By Craig Chamberlain
Social Sciences Editor, University of Illinois at Urbana-Champaign News Bureau
CHAMPAIGN, Ill. — Two decades into the digital age, the Internet is now “enmeshed in the fabric of nearly every aspect of life,” says University of Illinois communication professor Robert McChesney. In ongoing debates about its influence and future, there are, he says, celebrants and skeptics.
But there’s an “elephant in the room” that’s getting little attention, McChesney says in a new book. That elephant is capitalism, and its growing dominance of the Internet is threatening everything from privacy to democracy.
Both the celebrants and skeptics “take capitalism for granted as part of the background scenery” and disregard the political economy, McChesney writes in Digital Disconnect: How Capitalism is Turning the Internet Against Democracy, published this month by The New Press.
“When capitalism is mentioned, it is usually as the ‘free market,’ which is taken as a benevolent given, almost a synonym for democracy,” McChesney writes. Yet, “really existing capitalism” doesn’t fit with the free-market “catechism” or with democracy, he writes; “the crisis of our times is that capitalism undermines democracy.”
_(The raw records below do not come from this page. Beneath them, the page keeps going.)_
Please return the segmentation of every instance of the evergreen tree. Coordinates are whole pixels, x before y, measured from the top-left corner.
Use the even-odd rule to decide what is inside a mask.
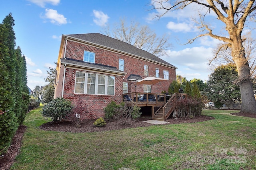
[[[10,145],[18,125],[14,112],[17,62],[14,25],[11,13],[0,24],[0,110],[9,111],[0,115],[0,151]]]
[[[193,83],[193,90],[192,90],[191,96],[194,98],[201,98],[200,92],[199,92],[199,89],[197,86],[197,85],[196,85],[196,82],[194,82]]]
[[[187,82],[186,84],[186,88],[185,88],[185,91],[184,92],[185,93],[187,93],[188,94],[188,96],[191,96],[191,86],[190,86],[190,83],[188,81]]]

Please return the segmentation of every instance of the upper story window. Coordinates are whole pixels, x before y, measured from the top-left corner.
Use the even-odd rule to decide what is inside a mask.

The Internet has been transformed from the noncommercial and public space that many dreamed of in its earlier days to one that “has been commercialized, copyrighted, patented, privatized, data-inspected and monopolized,” McChesney writes.
As part of that process, advertising has been transformed online in a way that eliminates previous notions of privacy, and the government has surveillance powers that were once unimaginable. Large telecommunication and entertainment corporations that once appeared to be vulnerable, because of the Internet, have prospered through their influence in a “corrupt” policymaking process.
The Internet giants that have risen over the last two decades are not the progressive force some think them to be, and have prospered as the result of monopoly privileges, exploited labor, and government policies and subsidies, he says.
McChesney has written extensively in the past about the politics and economics of the media, the decline of journalism, and corporate influence in the government’s media policymaking. He also is a co-founder of Free Press, a media reform organization.
This book comes now, McChesney writes, because he sees the Internet as having crystallized to a significant degree. “We are in a position, in some respects for the first time, to make sense of the Internet experience and highlight the cutting-edge issues it poses for society,” he writes.
We also are in a better position to understand what decisions can be made that might determine the future of the Internet and its influence in shaping the society, he says in the book.
Among his prescriptions: broadband availability to all for free as a basic right, strict regulation of advertising and a sharp reduction or elimination of the tax write-off of advertising as a business expense, heavy regulation of digital “natural monopolies” or conversion of them to nonprofit services, large public investments in journalism, net neutrality, strict privacy regulations that make online activities as private as correspondence in the mail, and strong legal barriers against militarization of the Internet and use of it for warrantless surveillance.
Yet, while outlining these and other reforms related to the broader communications environment, McChesney pessimistically writes that none of them has a chance of enactment given the power of wealth and corporations in the policymaking process. Movements for democratic reform and revolution will, therefore, be required, he writes, and he believes those movements are emerging.
“At the center of political debate will be economics: What sort of economy can best promote democratic values and structures and self-governance while nurturing the environment?” McChesney questions. “And, at the center of everything will be the Internet. The democratization of the Internet is integrally related to the democratization of the political economy. They rise and fall together.”